En vivant avec mes frères, je découvre que mon histoire est tissée de l'action de Dieu. Comme le dit saint Paul, ce n'est plus moi qui vis, c'est Christ qui vit en moi. Le Christ continue de prendre chair de mon histoire. C'est pour cela qu'il ne faut jamais dire : "Ô le saint moine ! Ô la merveilleuse sœur ! Ô l'extraordinaire curé !", mais bien plutôt : "Tu es admirable, Ô Jésus-Christ, de te révéler en cet homme, en cette femme. Oui, je crois que chaque frère, chaque sœur étincelle le Ressuscité, l'humain et le divin. En engageant toutes les forces de son histoire, le religieux vient travailler toute sa vie le jardin de sa vie pour y faire pousser non sa vertu mais les vertus du Christ. Selon les moments, on est plus ou moins bon élève. En communauté, on ne s'attend pas à vivre avec des gens parfaits. Ils sont là parce qu'ils sont pécheurs. Le religieux vient apprendre le Christ, car le Christ ça s'apprend. Même Marie est passée par là.

La mission du religieux s'éclaire. Je n'ai pas choisi un chemin de vie radical, comme je l'entends trop souvent. J'ai choisi (et il faut du culot pour le dire) le service de la radicalité de l'Évangile dans l'Église. Au sein de mon travail de journaliste et d'éditeur, au gré des rencontres, avec mes frères, je veux maintenir dans l'Église la conscience de l'extrémisme de l'Évangile. Mais je n'oublie pas cette terrible rencontre du Christ avec l'homme riche. Lui n'a pas pu aller à l'extrême. Au nom du Christ, je fais le choix de faire honte à tout ce qui, en ce monde, bafoue les causes de Dieu et de l'homme, tout ce qui menace Dieu dans l'homme, tout ce qui menace l'homme comme image de Dieu. La vie religieuse est l'électrochoc de l'Esprit-Saint. Elle est choc car elle choque. Et tant pis si l'on sème la tempête. Et tant pis si la parole vient heurter l'Église. Il ne faut pas que l'Église s'endorme, car elle est le signe que Dieu donne au monde.

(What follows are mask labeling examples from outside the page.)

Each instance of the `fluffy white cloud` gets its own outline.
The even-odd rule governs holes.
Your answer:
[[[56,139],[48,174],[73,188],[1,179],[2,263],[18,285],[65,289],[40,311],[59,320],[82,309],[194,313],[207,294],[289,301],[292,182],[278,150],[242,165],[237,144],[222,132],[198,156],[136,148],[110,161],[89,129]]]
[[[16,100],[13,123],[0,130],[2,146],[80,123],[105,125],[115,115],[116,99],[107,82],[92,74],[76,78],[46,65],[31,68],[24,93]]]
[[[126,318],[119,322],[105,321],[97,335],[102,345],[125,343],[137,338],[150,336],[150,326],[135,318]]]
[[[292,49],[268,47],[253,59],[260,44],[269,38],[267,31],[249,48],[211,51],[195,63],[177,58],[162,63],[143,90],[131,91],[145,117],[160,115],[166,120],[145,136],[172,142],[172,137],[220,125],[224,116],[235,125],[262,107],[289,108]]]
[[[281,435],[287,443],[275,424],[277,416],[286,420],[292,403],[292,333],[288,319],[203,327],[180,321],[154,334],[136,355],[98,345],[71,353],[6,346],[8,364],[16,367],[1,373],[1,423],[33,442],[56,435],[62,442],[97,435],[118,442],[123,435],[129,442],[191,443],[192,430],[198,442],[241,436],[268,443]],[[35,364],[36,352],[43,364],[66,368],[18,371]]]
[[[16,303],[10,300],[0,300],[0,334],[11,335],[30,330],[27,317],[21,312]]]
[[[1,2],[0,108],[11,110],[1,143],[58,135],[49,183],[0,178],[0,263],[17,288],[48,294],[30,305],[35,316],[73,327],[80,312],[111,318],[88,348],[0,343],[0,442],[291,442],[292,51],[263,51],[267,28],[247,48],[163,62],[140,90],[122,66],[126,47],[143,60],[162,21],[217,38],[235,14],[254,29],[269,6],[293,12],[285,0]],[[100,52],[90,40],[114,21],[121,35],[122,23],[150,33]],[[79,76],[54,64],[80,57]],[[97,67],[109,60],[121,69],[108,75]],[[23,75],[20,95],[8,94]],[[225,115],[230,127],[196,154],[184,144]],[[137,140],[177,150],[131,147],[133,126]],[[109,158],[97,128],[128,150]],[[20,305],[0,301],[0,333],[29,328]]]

Retenons les tout premiers mots du Christ d'après Marc : "L'heure où tout se joue est venue. Le royaume de Dieu s'est rapproché. Retournez-vous et placez votre confiance dans l'Évangile". L'Écriture est une bourrasque ! Séduit par cette parole extrême et urgente, j'ai choisi de vivre les promesses de mon baptême, de vivre en cet instant où tout se joue : ma vie, celle de mes frères, la vie du monde, la vie de l'Église. On rêve d'être loin de Dieu, d'être heureux loin de lui. Et aussitôt on est dégoûté du bonheur. Alors on arrête de rêver. Et Dieu vient à nous comme un songe. La vie peut alors commencer. La vie. La vraie

Les Assomptionnistes:

En 1845, le Père d’Alzon fonde les augustins de l’Assomption (A.A.) ou Assomptionnistes qui allient vie commune et tâches apostoliques de multiples natures, parmi lesquelles la presse tient une grande place en France (maison Bayard-Presse, avec La Croix, le Pèlerin, de nombreuses autres publications religieuses ou non, les Editions du Centurion) ; la congrégation féminine est celle des oblates de l’Assomption.